他缓缓地踏过了积水,立在了一处废弃房屋的房檐下。
花时朝他的立身所在走去,一边走,一边问道:“你……带我来这里做什么?”
她记得宇智波斑收容她的目的,是掌握她的眼睛。既然如此,又何必带她来这种地方?
“让你知道,‘战争’是什么样的东西。”斑立在原处,缓缓地说道:“而且……我不认为,身体逐渐恢复并且力量有所成长的你,会真的按照我所言,乖乖地停留在那里。”
宇智波斑的话语让花时暗自皱起了眉,她探出手,想要隔着衣襟抚摸胸口的那一道粗糙丑陋的疤痕,心底有着莫名的恼怒与懊丧。
——确实,随着力量的增强与身体旧伤的恢复,她的心思已经不如当初那么简单了。当初她之所以答应追随宇智波斑,是因为彼时的她身体重伤虚弱,又走投无路,在万念俱灰的情况下,她才如同受了蛊惑一般,答应了他的要求。
啪嗒。
雨水不住地自屋檐上落下,在空中串联为雨珠,最后敲打在地面,破碎地溅起一道道水花。那些散碎的水珠折射着光、天空以及她被放大了的面孔。
似乎有什么东西在涌进脑海,在这一瞬间让她的大脑归于空白。
是哪一年忽然降下雨水的夏天?
是哪一天她在躲避那骤然落下的雨水?
回忆中的大雨从木叶忍村的天空之中落下,为所有的事物笼上一层灰蒙蒙的外衣。那些山川与风景,那些曾经鲜亮的建筑物,那些刻在叶片上的脉络与纹理,都如同蒙尘的相框被骤然擦亮一般,忽然在回忆里闪动起来。

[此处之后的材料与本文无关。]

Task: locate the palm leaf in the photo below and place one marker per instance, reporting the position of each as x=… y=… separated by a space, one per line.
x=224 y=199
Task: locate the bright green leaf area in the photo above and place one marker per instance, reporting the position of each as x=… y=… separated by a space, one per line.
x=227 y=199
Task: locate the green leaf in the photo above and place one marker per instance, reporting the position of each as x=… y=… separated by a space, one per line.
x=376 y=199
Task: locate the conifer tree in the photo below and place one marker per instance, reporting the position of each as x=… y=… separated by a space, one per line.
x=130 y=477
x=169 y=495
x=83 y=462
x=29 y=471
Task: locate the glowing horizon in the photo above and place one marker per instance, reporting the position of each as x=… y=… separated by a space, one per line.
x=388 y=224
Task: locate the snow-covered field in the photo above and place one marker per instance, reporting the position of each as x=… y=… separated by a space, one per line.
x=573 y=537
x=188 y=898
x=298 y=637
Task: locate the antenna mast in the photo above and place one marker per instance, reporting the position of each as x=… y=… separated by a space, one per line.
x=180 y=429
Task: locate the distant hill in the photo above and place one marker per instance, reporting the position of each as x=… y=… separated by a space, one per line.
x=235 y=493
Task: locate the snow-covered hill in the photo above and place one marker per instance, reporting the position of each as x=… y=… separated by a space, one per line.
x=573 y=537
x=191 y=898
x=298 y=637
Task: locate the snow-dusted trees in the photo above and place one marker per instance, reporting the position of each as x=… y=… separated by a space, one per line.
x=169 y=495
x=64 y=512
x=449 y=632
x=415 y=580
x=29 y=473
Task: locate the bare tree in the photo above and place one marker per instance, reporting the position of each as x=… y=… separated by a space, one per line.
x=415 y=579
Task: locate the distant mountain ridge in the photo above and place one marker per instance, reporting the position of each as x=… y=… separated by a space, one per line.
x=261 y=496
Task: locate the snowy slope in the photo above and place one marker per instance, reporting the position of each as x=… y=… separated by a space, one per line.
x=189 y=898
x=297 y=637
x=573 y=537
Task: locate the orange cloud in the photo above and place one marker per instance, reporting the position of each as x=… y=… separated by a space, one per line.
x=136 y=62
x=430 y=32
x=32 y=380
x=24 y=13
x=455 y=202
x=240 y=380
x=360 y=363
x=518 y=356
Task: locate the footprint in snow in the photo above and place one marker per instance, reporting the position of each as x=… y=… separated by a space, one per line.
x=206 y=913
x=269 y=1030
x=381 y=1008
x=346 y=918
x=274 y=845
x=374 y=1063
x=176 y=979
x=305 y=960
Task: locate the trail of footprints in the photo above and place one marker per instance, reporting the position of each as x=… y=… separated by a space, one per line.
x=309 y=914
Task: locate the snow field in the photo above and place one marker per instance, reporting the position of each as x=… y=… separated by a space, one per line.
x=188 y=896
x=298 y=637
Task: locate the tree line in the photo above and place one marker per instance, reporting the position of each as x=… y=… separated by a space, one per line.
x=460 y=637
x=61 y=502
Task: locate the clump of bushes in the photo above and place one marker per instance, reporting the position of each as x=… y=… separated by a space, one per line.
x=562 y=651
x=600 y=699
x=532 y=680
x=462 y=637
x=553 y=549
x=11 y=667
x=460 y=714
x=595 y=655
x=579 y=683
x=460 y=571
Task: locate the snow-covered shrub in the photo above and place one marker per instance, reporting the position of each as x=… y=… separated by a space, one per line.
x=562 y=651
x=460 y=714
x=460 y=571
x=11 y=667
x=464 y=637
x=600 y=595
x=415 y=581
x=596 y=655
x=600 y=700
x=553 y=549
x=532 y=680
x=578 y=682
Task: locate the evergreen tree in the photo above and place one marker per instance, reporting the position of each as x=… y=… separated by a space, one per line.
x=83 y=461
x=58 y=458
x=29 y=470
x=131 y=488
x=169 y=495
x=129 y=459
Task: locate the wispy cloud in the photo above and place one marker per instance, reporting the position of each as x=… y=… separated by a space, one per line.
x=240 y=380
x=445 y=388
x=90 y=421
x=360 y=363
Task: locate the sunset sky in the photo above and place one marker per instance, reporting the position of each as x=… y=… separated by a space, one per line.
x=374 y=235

雨水落下的声音传入耳畔,她下意识地微微侧过了头,想要去看看身边的人。
——应该是一个高大的男人吧?今年的哥哥……应该十九岁了吧?他比所有人都要高,每一次在小队集合的时候,他总是队伍里最高挑的那个人,她可以一眼就看到止水的面孔。止水的头发有时候是直的,有时候是末梢是卷起的,如果不用手指在晚上偷偷地卷起来,就会变得一点也不可爱……
可是,眼前却并没有那个佩戴着木叶护额的少年的身影。
她戴着止水的护额,而那个穿着黑色上衣,总是笑着调侃他的少年也并不在这里。站在她面前的男人,身披黑色的斗篷,总是微微翘起的黑发因为雨水的浸润而服帖地朝下垂坠去。一滴水珠沿着他的后颈,朝衣领内滴落。
很久以前,她曾经想过,等她长大了,可以踮着脚勉勉强强和哥哥并肩站在一起的时候,是什么样子的?
是像果里南老师那样厉害的忍者?还是一个普普通通的下忍?
谁都没有想到,现在的她已经变成了现在的模样。
而且……
她忍不住朝身侧微微伸出了手,想要去碰一下那个很沉默的男人。这样细小的举动却引起了他的注意,他侧过了戴着面具的面孔,眼光斜斜地朝她望来:“你想做什么?”
“……不,没什么。”她说着,收回了自己的手。
雨水依旧在止不住地向下落着,湿冷的潮意将周身尽数都包裹。一时之间,除却雨水敲打着泥泞土地与铁质屋顶的声音,再无其他的响动。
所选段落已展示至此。